Hunter New England Local Health District’s (HNELHD) performance remained strong in the latest Healthcare Quarterly report out today from the Bureau of Health Information (BHI).
District Chief Executive Michael DiRienzo said the April to June quarter was at the height of COVID-19 restrictions affecting many parts of the State, including HNELHD.
“This quarter fell within the first wave of the pandemic and gives us a snapshot of how the virus impacted healthcare and how the community used our services in this time,” Mr DiRienzo said.
“Overall, the results are as expected – a fall in emergency presentations and visits to our hospitals and a rise in people waiting for surgery as the Federal Government paused non-urgent surgery to respond to the pandemic.
“Our focus now is on rescheduling semi-urgent and non-urgent elective surgeries that had to be postponed and ensuring those with long term, chronic conditions are getting treatment.”
Overall, emergency department attendances across the District decreased significantly by 17.3 per cent, or 18,495 less presentations, to 88,407 for the quarter.
The number of patients starting emergency care on time increased to 82.1 percent, an increase of 8.6 percentage points, in line with the fall in ED attendances across most Triage categories and a 6.2 per cent decrease in ambulance arrivals, to 1,462 for the quarter compared to the same period last year.
There were 17,546 emergency department presentations at John Hunter Hospital during the April – June 2020 quarter, 3,938 less presentations than in 2019. The number of patients starting treatment on time increased to 86.2 per cent from 71.5 per cent in 2019, or 2,579 more patients.

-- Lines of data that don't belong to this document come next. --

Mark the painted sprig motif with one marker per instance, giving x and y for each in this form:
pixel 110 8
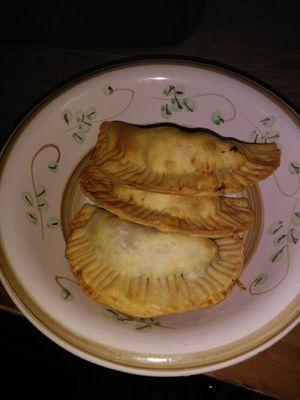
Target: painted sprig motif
pixel 36 200
pixel 283 238
pixel 84 121
pixel 263 134
pixel 140 324
pixel 176 100
pixel 80 122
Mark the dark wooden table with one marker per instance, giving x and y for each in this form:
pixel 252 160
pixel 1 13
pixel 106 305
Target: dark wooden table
pixel 260 37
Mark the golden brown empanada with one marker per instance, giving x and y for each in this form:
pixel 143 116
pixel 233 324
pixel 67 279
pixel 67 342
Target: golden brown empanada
pixel 170 160
pixel 202 216
pixel 142 272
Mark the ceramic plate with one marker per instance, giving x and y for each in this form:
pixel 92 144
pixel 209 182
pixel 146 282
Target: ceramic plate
pixel 40 194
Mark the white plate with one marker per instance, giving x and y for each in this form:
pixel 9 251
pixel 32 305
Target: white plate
pixel 39 194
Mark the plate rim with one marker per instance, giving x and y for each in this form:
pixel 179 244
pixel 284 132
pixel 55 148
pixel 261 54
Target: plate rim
pixel 8 145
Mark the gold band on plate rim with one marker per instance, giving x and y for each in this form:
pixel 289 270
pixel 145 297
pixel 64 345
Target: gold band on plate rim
pixel 146 362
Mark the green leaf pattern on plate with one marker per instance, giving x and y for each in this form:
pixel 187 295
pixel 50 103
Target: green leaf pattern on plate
pixel 141 325
pixel 284 238
pixel 38 197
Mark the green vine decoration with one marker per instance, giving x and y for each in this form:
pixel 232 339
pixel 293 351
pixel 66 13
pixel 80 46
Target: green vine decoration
pixel 269 136
pixel 176 101
pixel 86 119
pixel 282 241
pixel 38 199
pixel 140 324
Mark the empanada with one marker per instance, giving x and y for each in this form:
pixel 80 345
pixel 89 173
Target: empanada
pixel 170 160
pixel 142 272
pixel 202 216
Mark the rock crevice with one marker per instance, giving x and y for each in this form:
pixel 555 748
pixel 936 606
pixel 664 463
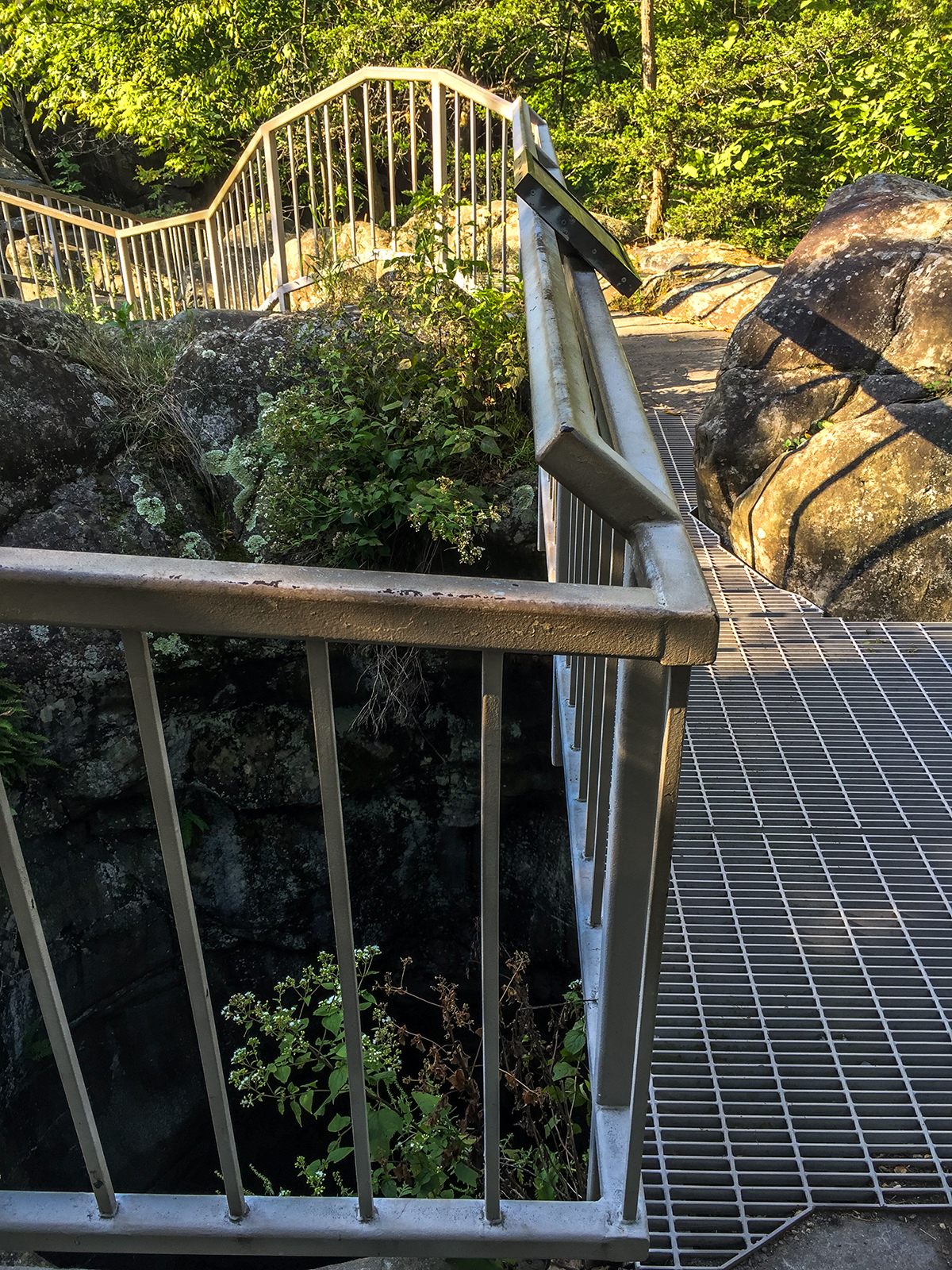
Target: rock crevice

The hospital also improved its Transfer of Care result, with 96.6 percent of 5,343 patients transferred from ambulances to the emergency department within 30 minutes, given the significant 9.1 per cent decrease in ambulance arrivals at the hospital this quarter.
Tamworth Hospital’s emergency department attendances fell by 21.9 per cent, or 2,340 less presentations, to 8,364 for the quarter. The number of patients starting emergency care on time increased to 78.6 per cent, an increase of 9.5 percentage points.
Hospitals across the District experienced similar large drops in presentations including Maitland Hospital with a decrease of 20.3 percent or 2,631 less patients, Manning Hospital with a decrease of 17.8 per cent or 1,456 less patients, Armidale Hospital with a decrease of 22.3 per cent or 930 less patients, Inverell Hospital with a decrease of 20.8 per cent or 488 less patients and Moree Hospital with a decrease of 23.9 percent or 613 less patients.
The Federal Government decision to pause non-urgent surgeries has impacted the number of patients who were on the District’s waiting list and ready for their elective surgery or procedure.
Hospitals across the District worked hard to ensure 100 percent of all 1,670 urgent elective surgeries were performed on time.
“Our focus is now on ensuring patients who had their surgery postponed have their procedure rescheduled and performed as soon as possible,” Mr DiRienzo said.
“A staged reintroduction of non-urgent surgeries will ensure equipment, supplies and treatment spaces remain available for all patients, including any COVID-19 cases,” Mr DiRienzo said.
“Patients waiting for elective surgery will retain their place on the hospital’s waitlist.”
Seclusion and restraint
District hospitals with acute mental health units also tracked well against performance indicators for mental health seclusion and restraint. Seclusion and restraint are only used as a last measure to maintain the safety of the patient, other patients, staff and visitors.
Armidale and Morisset hospitals implemented no periods of seclusion or restraint in the April to June 2020 quarter. Armidale also recorded no periods of physical restraint and Morisset recorded less than five.
Manning Hospital cared for 95 patients during this quarter and recorded less than five periods of seclusion and less than five events of physical restraint.
John Hunter Hospital cared for 84 patients and recorded less than five periods of seclusion and 68 periods of physical restraint.
Maitland Hospital cared for 198 patients and implemented 19 periods of seclusion. Tamworth Hospital cared for 227 patients during the quarter, and implemented 13 seclusions.
Both Maitland and Tamworth met the benchmark of seclusion not exceeding four hours. The two hospitals were among 16 across the state that recorded more than 5.1 events per 1000 bed days.
The NSW Government is investing $800 million additional funding into the health system over two years on top of the 2019-20 Health Budget of $26.7 billion to help boost ICU capacity and purchase additional services and medical equipment in response to COVID-19.
The NSW Government has also committed up to $388 million in 2020-21 to fast-track elective surgeries for patients whose surgery has been delayed by COVID-19. This funding will support collaboration with private providers so public patients have faster access to surgeries and allow public hospitals to also increase surgery capacity.
The 2019-20 budget for HNELHD is $2.4 billion, this is an increase of $72 million on the previous financial year’s annualised budget.
HNELHD will also benefit from the NSW Government’s $2.8 billion commitment to recruit a record 8,300 frontline health staff over the next term, including 5,000 additional nurses and midwives.